A partir das 18 horas de hoje, está proibido o tráfego na Alça Viária. O trânsito de veículos será interrompido até as 6 horas de amanhã e, também, das 18 horas da próxima quinta-feira até às 6 horas do dia seguinte. O governo do Estado, através da Secretaria de Integração Regional, montou uma operação especial para orientar os usuários durante o período em que as pontes estiveram interditadas.

O motivo é a realização de serviços na ponte sobre o rio Moju, atingida por uma balsa num dos pilares laterais no final do ano passado. Para que não haja transtornos aos usuários, os dias e horarios de realização dos serviços foram escolhidos após uma análise do tráfego na ponte, que indicou esses períodos como os de menor movimento. Com o objetivo de evitar novas colisões de embarcações contra pontes no Pará, como o acidente que atingiu a ponte de Outeiro, a Capitania dos Portos da Amazônia Oriental proibiu temporariamente o tráfego de balsa no período noturno nos rios Guamá, Acará e Moju. A portaria já está em vigor e pretende diminuir os acidentes aquaviários no Estado.

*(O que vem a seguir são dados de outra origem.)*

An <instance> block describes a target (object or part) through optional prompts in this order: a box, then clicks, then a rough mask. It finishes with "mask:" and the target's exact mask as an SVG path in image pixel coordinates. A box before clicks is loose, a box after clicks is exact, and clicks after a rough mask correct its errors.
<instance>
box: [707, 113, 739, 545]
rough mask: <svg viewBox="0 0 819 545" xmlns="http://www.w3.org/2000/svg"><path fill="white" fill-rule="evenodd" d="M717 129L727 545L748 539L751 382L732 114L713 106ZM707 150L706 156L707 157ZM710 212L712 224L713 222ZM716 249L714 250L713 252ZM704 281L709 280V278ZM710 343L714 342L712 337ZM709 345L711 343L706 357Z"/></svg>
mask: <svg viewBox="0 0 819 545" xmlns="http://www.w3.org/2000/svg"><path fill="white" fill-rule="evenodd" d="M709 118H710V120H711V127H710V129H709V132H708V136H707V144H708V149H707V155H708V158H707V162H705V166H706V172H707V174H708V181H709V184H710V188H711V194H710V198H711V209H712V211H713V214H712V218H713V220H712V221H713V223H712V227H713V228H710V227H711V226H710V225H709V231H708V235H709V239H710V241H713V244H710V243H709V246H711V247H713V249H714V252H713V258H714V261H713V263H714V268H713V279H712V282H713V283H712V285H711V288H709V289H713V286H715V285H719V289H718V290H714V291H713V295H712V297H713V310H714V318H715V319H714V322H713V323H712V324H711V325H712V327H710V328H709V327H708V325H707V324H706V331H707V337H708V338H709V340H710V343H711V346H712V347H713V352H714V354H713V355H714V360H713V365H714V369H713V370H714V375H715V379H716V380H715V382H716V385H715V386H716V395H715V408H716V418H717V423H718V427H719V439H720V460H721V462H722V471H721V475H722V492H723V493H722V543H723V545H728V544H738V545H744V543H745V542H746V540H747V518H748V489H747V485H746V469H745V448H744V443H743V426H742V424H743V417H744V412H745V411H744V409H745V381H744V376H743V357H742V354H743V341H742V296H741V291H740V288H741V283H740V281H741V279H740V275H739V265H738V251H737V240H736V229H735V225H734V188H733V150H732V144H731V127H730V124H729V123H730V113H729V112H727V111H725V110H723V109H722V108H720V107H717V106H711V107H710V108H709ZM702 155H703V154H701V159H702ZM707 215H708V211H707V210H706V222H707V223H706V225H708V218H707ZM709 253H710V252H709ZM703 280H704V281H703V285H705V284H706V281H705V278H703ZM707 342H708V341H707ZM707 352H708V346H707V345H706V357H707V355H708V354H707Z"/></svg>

Para a operação que começa hoje, o governo colocou faixas de aviso ao longo da rodovias que fazem a interligação da Alça ao sistema viário estadual, para esclarecer os motoristas. A operação contará com a presença de 39 policiais militares, que ficarão orientando os usuários em pontos estratégicos localizados na rodovia BR-316 e PA-150, no quilometro 7 da Alça Viária e nos retornos localizados nos municípios de Barcarena e Castanhal. Nas barreiras de policiamento rodoviário, inclusive da BR-316, serão distribuídos panfletos informando sobre os horários de interdição e as soluções de acesso à Alça Viária.

Quem mora ou mantém negócios ao longo da ponte e precisar usar a via no período da interdição não será prejudicado. A passagem desses usuários será liberada na ponte Moju-Alça. Apenas não será possível atravessá-la durante a a execução das obras, pois haverá barreiras em cada extremidade da ponte para impedir o tráfego de pedestres.

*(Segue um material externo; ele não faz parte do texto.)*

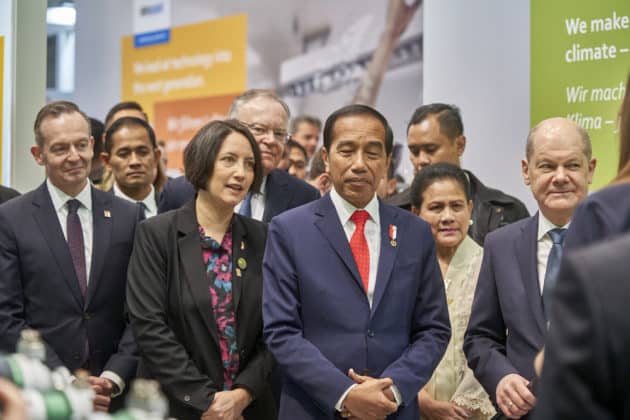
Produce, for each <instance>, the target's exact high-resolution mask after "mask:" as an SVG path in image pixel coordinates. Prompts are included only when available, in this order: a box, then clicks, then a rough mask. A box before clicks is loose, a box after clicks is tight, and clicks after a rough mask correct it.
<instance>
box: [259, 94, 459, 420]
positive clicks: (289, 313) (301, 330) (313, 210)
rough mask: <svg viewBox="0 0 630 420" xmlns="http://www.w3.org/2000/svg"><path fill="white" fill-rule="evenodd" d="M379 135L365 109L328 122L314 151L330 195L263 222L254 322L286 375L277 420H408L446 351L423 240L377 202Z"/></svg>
mask: <svg viewBox="0 0 630 420" xmlns="http://www.w3.org/2000/svg"><path fill="white" fill-rule="evenodd" d="M387 133H391V131H390V130H388V124H387V121H386V120H385V118H384V117H383V116H382V115H381V114H380V113H379V112H378V111H376V110H374V109H372V108H370V107H367V106H364V105H351V106H348V107H344V108H341V109H339V110H337V111H336V112H334V113H333V114H332V115H331V116H330V117H329V118H328V120H327V121H326V124H325V128H324V152H323V153H324V160H325V161H326V162H327V163H328V165H329V168H330V176H331V178H332V180H333V190H332V191H331V192H330V194H327V195H326V196H324V197H322V198H321V199H319V200H317V201H315V202H313V203H309V204H307V205H305V206H301V207H299V208H297V209H294V210H290V211H287V212H285V213H283V214H282V215H280V216H277V217H275V218H274V219H273V220H272V221H271V224H270V227H269V233H268V239H267V247H266V250H265V257H264V260H263V276H264V281H263V320H264V335H265V339H266V342H267V346H268V347H269V350H270V351H271V352H272V354H273V355H274V356H275V358H276V360H277V362H278V364H279V365H280V366H281V368H282V371H283V373H284V375H285V381H284V384H283V388H282V396H281V400H280V410H279V411H280V414H279V418H280V419H332V418H334V417H335V416H337V415H339V414H342V415H343V416H345V417H348V416H353V417H357V418H361V419H372V418H384V417H385V416H387V415H390V414H393V413H396V415H395V416H396V417H395V418H397V419H414V420H416V419H418V416H419V413H418V404H417V399H416V395H417V393H418V391H419V390H420V388H422V386H423V385H424V384H425V383H426V382H427V381H428V380H429V378H430V377H431V374H432V373H433V370H434V369H435V367H436V366H437V364H438V362H439V361H440V359H441V358H442V355H443V354H444V351H445V349H446V345H447V344H448V340H449V337H450V325H449V320H448V313H447V308H446V300H445V294H444V285H443V282H442V278H441V275H440V270H439V268H438V265H437V260H436V257H435V245H434V242H433V239H432V236H431V230H430V228H429V226H428V225H427V224H426V223H425V222H423V221H422V220H420V219H419V218H417V217H416V216H414V215H413V214H411V213H409V212H407V211H404V210H401V209H398V208H396V207H392V206H388V205H385V204H383V203H382V202H381V201H380V200H379V199H378V198H377V196H376V189H377V187H378V184H379V182H380V180H381V179H382V178H383V177H384V176H385V172H386V170H387V166H388V164H389V161H390V158H391V150H392V143H393V136H392V135H391V134H389V135H388V134H387ZM305 238H306V240H305ZM350 370H352V372H350Z"/></svg>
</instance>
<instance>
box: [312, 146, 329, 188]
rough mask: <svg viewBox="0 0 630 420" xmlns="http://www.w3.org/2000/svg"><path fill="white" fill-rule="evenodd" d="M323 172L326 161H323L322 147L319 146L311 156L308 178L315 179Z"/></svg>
mask: <svg viewBox="0 0 630 420" xmlns="http://www.w3.org/2000/svg"><path fill="white" fill-rule="evenodd" d="M323 173H326V162H324V158H323V157H322V148H321V147H320V148H319V149H317V151H316V152H315V153H314V154H313V157H312V158H311V169H310V170H309V171H308V179H311V180H312V179H315V178H317V177H318V176H320V175H321V174H323Z"/></svg>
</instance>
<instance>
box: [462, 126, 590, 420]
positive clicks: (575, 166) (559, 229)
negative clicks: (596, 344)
mask: <svg viewBox="0 0 630 420" xmlns="http://www.w3.org/2000/svg"><path fill="white" fill-rule="evenodd" d="M595 164H596V161H595V159H593V158H592V156H591V143H590V139H589V137H588V133H587V132H586V130H584V129H583V128H581V127H580V126H578V125H577V124H575V123H574V122H572V121H570V120H567V119H564V118H551V119H548V120H544V121H542V122H541V123H539V124H538V125H537V126H535V127H534V128H533V129H532V130H531V131H530V133H529V136H528V138H527V146H526V159H525V160H523V162H522V171H523V179H524V180H525V184H527V185H529V186H530V187H531V190H532V193H533V195H534V198H535V199H536V202H537V203H538V207H539V212H538V213H537V214H536V215H534V216H533V217H530V218H528V219H524V220H521V221H518V222H516V223H513V224H511V225H508V226H505V227H503V228H501V229H498V230H496V231H494V232H491V233H490V234H489V235H488V236H487V237H486V240H485V244H484V255H483V262H482V265H481V271H480V273H479V280H478V283H477V290H476V292H475V297H474V300H473V306H472V312H471V316H470V322H469V324H468V330H467V331H466V335H465V339H464V351H465V352H466V357H467V359H468V364H469V366H470V367H471V369H472V370H473V371H474V373H475V376H476V377H477V379H478V380H479V382H480V383H481V384H482V385H483V387H484V388H485V390H486V391H487V392H488V394H489V395H490V396H491V398H492V399H493V401H494V402H495V404H496V405H497V406H498V408H499V409H500V410H501V411H502V412H503V413H504V414H505V415H506V416H507V417H509V418H515V419H516V418H523V417H524V416H526V415H527V413H528V412H529V411H530V410H531V409H532V407H533V406H534V404H535V402H536V399H535V396H534V394H533V392H532V390H530V389H528V385H529V382H530V380H531V379H533V378H534V367H533V361H534V357H535V356H536V354H537V353H538V352H539V351H540V350H541V349H542V347H543V344H544V337H545V333H546V331H547V324H548V322H547V321H548V318H547V316H546V314H547V313H548V312H549V310H550V307H551V301H550V299H549V298H550V297H551V296H552V294H551V293H550V291H551V290H553V286H554V283H555V278H556V275H557V269H558V267H559V261H560V256H561V255H562V241H563V237H564V233H565V232H566V228H567V226H568V225H569V223H570V221H571V217H572V215H573V211H574V209H575V207H576V206H577V204H578V203H579V202H580V201H581V200H582V199H583V198H584V197H586V194H587V192H588V184H590V182H591V180H592V177H593V172H594V170H595Z"/></svg>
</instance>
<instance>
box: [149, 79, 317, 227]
mask: <svg viewBox="0 0 630 420" xmlns="http://www.w3.org/2000/svg"><path fill="white" fill-rule="evenodd" d="M229 115H230V118H235V119H237V120H239V121H241V122H242V123H243V124H244V125H245V126H247V128H249V131H250V132H251V133H252V135H253V136H254V138H255V139H256V141H257V142H258V145H259V146H260V151H261V154H262V159H263V175H264V179H263V183H262V186H261V188H260V192H258V193H256V194H251V195H247V196H246V197H245V200H243V202H242V203H241V204H240V205H239V206H237V209H236V211H237V212H238V213H240V214H242V215H244V216H248V217H252V218H253V219H256V220H261V221H263V222H269V221H270V220H271V218H272V217H274V216H276V215H278V214H280V213H282V212H283V211H285V210H288V209H291V208H293V207H297V206H300V205H302V204H305V203H308V202H309V201H313V200H316V199H318V198H319V193H318V191H317V190H316V189H314V188H313V187H311V186H310V185H309V184H307V183H306V182H304V181H302V180H299V179H296V178H295V177H293V176H291V175H289V174H288V173H287V172H285V171H280V170H276V169H275V168H276V166H277V165H278V162H279V161H280V159H281V158H282V150H283V148H284V142H285V141H286V138H287V125H288V122H289V115H290V113H289V107H288V106H287V104H286V103H284V101H282V99H280V98H279V97H278V96H277V95H276V94H275V93H273V92H271V91H268V90H256V89H254V90H248V91H247V92H245V93H243V94H242V95H240V96H238V97H237V98H236V99H234V102H233V103H232V106H231V108H230V112H229ZM194 196H195V190H194V188H193V187H192V185H191V184H190V183H189V182H188V180H186V178H185V177H183V176H182V177H179V178H176V179H174V180H172V181H169V182H168V183H167V184H166V186H165V187H164V191H162V194H161V196H160V203H159V207H158V212H159V213H163V212H165V211H168V210H172V209H176V208H179V207H181V206H182V205H183V204H184V203H186V202H188V201H190V200H192V198H193V197H194Z"/></svg>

A ponte não oferece riscos para o tráfego mas, a recuperação será feita para que a estrutura do pilar não fique comprometida. Segundo a assessoria de imprensa da Secretaria de Integração Regional, será preciso interromper o trânsito porque a viga que repousa sobre esses pilares terá que ser levantada com a ajuda de macacos hidráulicos, para a substituição dos aparelhos de apoio. A colisão em outubro afetou oito estacas dos blocos de fundação, que já foram recuperadas sem necessidade de interdição da ponte. A substituição visa apenas evitar comprometimentos futuros à estrutura da obra. Ao contrário da ponte de Outeiro, a colisão na Alça não atingiu os pilares navegáveis, que possuem defensas e sinalização.

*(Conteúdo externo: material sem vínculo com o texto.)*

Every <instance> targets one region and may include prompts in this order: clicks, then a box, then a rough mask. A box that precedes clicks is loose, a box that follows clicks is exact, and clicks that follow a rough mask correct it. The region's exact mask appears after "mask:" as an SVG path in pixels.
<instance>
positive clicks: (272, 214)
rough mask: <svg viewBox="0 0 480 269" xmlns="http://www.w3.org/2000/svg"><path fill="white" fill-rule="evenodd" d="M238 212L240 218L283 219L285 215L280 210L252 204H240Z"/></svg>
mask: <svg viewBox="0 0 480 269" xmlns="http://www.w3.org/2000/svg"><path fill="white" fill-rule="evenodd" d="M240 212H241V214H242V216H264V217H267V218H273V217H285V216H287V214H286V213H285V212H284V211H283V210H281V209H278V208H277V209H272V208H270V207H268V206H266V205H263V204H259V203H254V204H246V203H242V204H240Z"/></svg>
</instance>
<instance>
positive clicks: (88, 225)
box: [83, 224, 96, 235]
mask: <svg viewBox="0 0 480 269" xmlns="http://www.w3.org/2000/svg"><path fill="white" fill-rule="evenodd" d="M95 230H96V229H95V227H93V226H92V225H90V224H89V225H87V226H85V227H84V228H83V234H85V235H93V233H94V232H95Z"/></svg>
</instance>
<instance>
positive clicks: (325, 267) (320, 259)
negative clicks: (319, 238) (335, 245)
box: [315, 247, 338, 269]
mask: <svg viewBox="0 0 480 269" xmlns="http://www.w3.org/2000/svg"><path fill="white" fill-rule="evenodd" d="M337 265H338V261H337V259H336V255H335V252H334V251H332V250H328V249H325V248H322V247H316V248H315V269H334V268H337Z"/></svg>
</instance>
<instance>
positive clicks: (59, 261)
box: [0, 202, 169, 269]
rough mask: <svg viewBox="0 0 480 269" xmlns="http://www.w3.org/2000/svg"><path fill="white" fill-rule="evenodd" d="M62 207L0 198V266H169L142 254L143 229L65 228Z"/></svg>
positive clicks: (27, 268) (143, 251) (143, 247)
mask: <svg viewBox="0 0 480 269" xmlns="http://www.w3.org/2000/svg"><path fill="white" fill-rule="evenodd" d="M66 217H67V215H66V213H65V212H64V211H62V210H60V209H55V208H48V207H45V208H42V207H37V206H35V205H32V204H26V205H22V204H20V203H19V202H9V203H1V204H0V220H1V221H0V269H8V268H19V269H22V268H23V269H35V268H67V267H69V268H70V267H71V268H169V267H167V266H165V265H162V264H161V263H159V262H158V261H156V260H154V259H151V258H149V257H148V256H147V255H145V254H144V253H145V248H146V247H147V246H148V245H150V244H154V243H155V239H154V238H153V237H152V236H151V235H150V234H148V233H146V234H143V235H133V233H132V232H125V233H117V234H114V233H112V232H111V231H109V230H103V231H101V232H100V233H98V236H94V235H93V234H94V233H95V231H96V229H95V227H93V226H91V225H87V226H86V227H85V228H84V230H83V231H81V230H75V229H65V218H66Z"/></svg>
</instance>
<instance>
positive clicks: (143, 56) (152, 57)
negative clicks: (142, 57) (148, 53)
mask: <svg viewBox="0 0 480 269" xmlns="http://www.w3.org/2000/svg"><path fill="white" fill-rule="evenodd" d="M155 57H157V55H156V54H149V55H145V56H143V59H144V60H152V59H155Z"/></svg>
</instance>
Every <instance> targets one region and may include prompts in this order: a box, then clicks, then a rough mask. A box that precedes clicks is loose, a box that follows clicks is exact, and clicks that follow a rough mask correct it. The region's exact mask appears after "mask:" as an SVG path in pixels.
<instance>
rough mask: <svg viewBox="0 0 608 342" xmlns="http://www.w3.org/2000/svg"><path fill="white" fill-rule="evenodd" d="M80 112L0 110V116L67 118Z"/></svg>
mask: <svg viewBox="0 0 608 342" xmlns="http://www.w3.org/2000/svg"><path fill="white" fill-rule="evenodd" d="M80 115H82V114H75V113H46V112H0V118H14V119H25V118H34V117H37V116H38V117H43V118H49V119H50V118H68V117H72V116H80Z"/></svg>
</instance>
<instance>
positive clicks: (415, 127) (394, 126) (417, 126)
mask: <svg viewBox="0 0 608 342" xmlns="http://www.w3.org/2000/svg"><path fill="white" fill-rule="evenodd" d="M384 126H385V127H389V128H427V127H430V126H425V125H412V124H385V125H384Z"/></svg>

Policiais militares farão a fiscalização nos dois extremos da ponte para garantir que não aconteca a passagem de nenhum veículo durante a obra de recuperação. O tráfego estará liberado para todos os tipos de veículos fora dos horários e dias definidos para a execução dos serviços. Durante a manutenção da ponte, o fluxo de veículos será desviado para o serviço de balsas do porto de Arapari, em Barcarena. A alternativa da Arapari também deverá ser utilizada por quem parte de Belém em direção a região sul do Pará. O tráfego na ponte Moju-Cidade, localizada na área urbana do município de Moju, não será interrompido para a execução dos serviços de recuperação da ponte Moju-Alça, o que possibilita o tráfego normal pela rodovia PA-150.